Mixed-Session Conversation with Egocentric Memory
Jihyoung Jang, Taeyoung Kim, Hyounghun Kim
TL;DR
This work introduces Mixed-Session Conversation (MiSC), a dataset and benchmark designed to capture long-horizon dialogues with changing partners across sessions, alongside EMMA, a memory-enabled agent that uses Egocentric Memory to preserve continuity. MiSC comprises 8.5K episodes each with six sessions and four speakers, and is built with topic seeds, scenario generation, and memory-tagged dialogue to ensure coherence across sessions. EMMA combines a dialogue module (FLAN-T5-Large fine-tuned with QLoRA) and a retrieval module (CPM-based with BERT encoders) to generate and retrieve memories from each partner’s perspective, enabling consistent cross-session interactions. Human evaluations show MiSC’s dialogue quality (consistency and coherence) and memory quality (summarization, linking, tagging) are high, while EMMA demonstrates strong humanness, engagingness, and memorability, especially when handling partner changes across sessions. Overall, the MiSC-EMMA framework advances open-domain dialogue by enabling both long-term, multi-party continuity and scalable memory management with strong practical implications for realistic multi-speaker conversations.
Abstract
Recently introduced dialogue systems have demonstrated high usability. However, they still fall short of reflecting real-world conversation scenarios. Current dialogue systems exhibit an inability to replicate the dynamic, continuous, long-term interactions involving multiple partners. This shortfall arises because there have been limited efforts to account for both aspects of real-world dialogues: deeply layered interactions over the long-term dialogue and widely expanded conversation networks involving multiple participants. As the effort to incorporate these aspects combined, we introduce Mixed-Session Conversation, a dialogue system designed to construct conversations with various partners in a multi-session dialogue setup.
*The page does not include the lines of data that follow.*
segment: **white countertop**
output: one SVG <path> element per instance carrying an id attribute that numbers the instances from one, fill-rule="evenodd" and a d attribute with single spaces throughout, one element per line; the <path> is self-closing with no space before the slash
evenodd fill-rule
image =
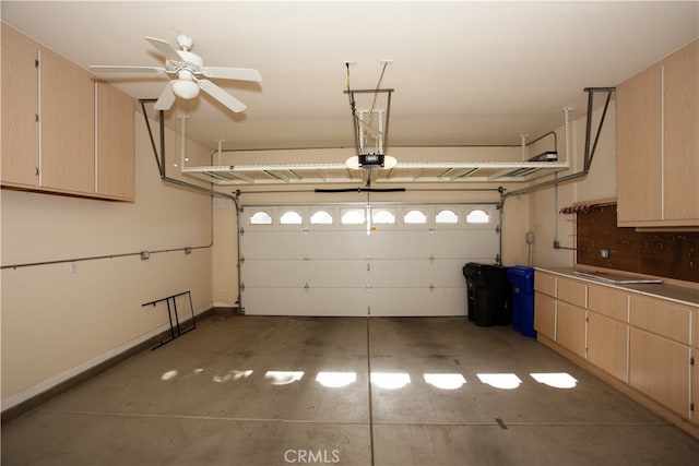
<path id="1" fill-rule="evenodd" d="M 664 298 L 671 301 L 676 301 L 680 304 L 695 306 L 699 308 L 699 289 L 689 288 L 677 285 L 661 284 L 609 284 L 594 278 L 587 278 L 580 275 L 576 275 L 576 268 L 573 267 L 534 267 L 537 271 L 549 272 L 552 274 L 569 276 L 582 282 L 589 282 L 597 285 L 604 285 L 612 288 L 619 288 L 629 291 L 635 291 L 641 295 L 648 295 L 654 298 Z M 590 272 L 590 270 L 580 270 L 580 272 Z M 608 271 L 605 271 L 608 272 Z M 625 275 L 624 272 L 619 272 L 619 275 Z"/>

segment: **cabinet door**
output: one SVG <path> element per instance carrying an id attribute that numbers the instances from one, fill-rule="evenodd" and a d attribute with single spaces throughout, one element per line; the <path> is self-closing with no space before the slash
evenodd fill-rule
<path id="1" fill-rule="evenodd" d="M 95 192 L 95 91 L 92 77 L 42 48 L 39 58 L 40 186 Z"/>
<path id="2" fill-rule="evenodd" d="M 596 312 L 588 313 L 588 360 L 628 382 L 628 324 Z"/>
<path id="3" fill-rule="evenodd" d="M 558 277 L 556 297 L 579 308 L 588 307 L 588 285 L 579 279 Z"/>
<path id="4" fill-rule="evenodd" d="M 629 295 L 604 285 L 588 285 L 588 309 L 620 322 L 628 322 Z"/>
<path id="5" fill-rule="evenodd" d="M 689 345 L 691 310 L 665 299 L 631 295 L 631 325 Z"/>
<path id="6" fill-rule="evenodd" d="M 689 347 L 631 327 L 629 384 L 689 418 Z"/>
<path id="7" fill-rule="evenodd" d="M 534 273 L 534 289 L 545 295 L 556 297 L 556 276 L 536 271 Z"/>
<path id="8" fill-rule="evenodd" d="M 133 200 L 133 100 L 116 87 L 98 82 L 96 88 L 97 193 Z"/>
<path id="9" fill-rule="evenodd" d="M 691 411 L 691 420 L 699 425 L 699 312 L 692 313 L 692 334 L 691 340 L 694 348 L 691 354 L 694 356 L 695 363 L 691 366 L 692 382 L 691 382 L 691 403 L 694 404 L 694 410 Z"/>
<path id="10" fill-rule="evenodd" d="M 2 24 L 2 183 L 38 184 L 38 44 Z"/>
<path id="11" fill-rule="evenodd" d="M 558 300 L 556 309 L 556 343 L 585 357 L 585 310 Z"/>
<path id="12" fill-rule="evenodd" d="M 534 294 L 534 328 L 549 339 L 556 339 L 556 299 L 538 291 Z"/>
<path id="13" fill-rule="evenodd" d="M 662 68 L 654 64 L 616 89 L 617 223 L 662 218 Z"/>
<path id="14" fill-rule="evenodd" d="M 699 225 L 699 40 L 663 61 L 665 220 Z"/>

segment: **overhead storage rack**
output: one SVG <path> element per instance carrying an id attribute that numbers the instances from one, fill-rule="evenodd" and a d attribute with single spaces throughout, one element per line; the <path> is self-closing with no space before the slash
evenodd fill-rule
<path id="1" fill-rule="evenodd" d="M 399 162 L 371 170 L 372 182 L 526 182 L 565 170 L 565 162 Z M 365 182 L 365 170 L 345 164 L 182 167 L 182 174 L 217 186 Z"/>

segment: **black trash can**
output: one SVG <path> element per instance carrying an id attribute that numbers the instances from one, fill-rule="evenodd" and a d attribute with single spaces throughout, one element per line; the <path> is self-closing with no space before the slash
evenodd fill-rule
<path id="1" fill-rule="evenodd" d="M 469 320 L 478 326 L 509 325 L 512 321 L 507 267 L 469 262 L 466 279 Z"/>

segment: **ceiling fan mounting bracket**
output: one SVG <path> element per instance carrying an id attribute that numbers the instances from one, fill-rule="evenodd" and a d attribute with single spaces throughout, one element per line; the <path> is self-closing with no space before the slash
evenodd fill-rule
<path id="1" fill-rule="evenodd" d="M 194 39 L 183 34 L 177 36 L 177 46 L 185 51 L 190 51 L 194 47 Z"/>

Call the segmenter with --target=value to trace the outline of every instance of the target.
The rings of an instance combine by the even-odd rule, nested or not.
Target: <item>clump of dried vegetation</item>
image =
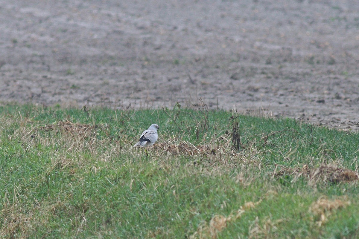
[[[335,164],[322,164],[318,167],[309,167],[305,164],[301,168],[291,168],[277,165],[273,176],[283,177],[291,176],[291,183],[293,183],[301,177],[307,179],[310,185],[317,183],[337,183],[341,182],[352,182],[359,180],[359,175],[353,170],[339,166]]]

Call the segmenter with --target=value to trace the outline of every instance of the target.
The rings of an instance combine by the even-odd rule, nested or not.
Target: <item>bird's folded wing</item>
[[[154,130],[145,130],[141,135],[140,141],[146,141],[153,143],[157,139],[156,137],[157,135],[157,133]]]

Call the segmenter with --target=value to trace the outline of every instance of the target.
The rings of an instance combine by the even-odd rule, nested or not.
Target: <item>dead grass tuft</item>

We propose a new dataset called MiSC to implement this system. The dialogue episodes of MiSC consist of 6 consecutive sessions, with four speakers (one main speaker and three partners) appearing in each episode. Also, we propose a new dialogue model with a novel memory management mechanism, called Egocentric Memory Enhanced Mixed-Session Conversation Agent (EMMA). EMMA collects and retains memories from the main speaker's perspective during conversations with partners, enabling seamless continuity in subsequent interactions. Extensive human evaluations validate that the dialogues in MiSC demonstrate a seamless conversational flow, even when conversation partners change in each session. EMMA trained with MiSC is also evaluated to maintain high memorability without contradiction throughout the entire conversation.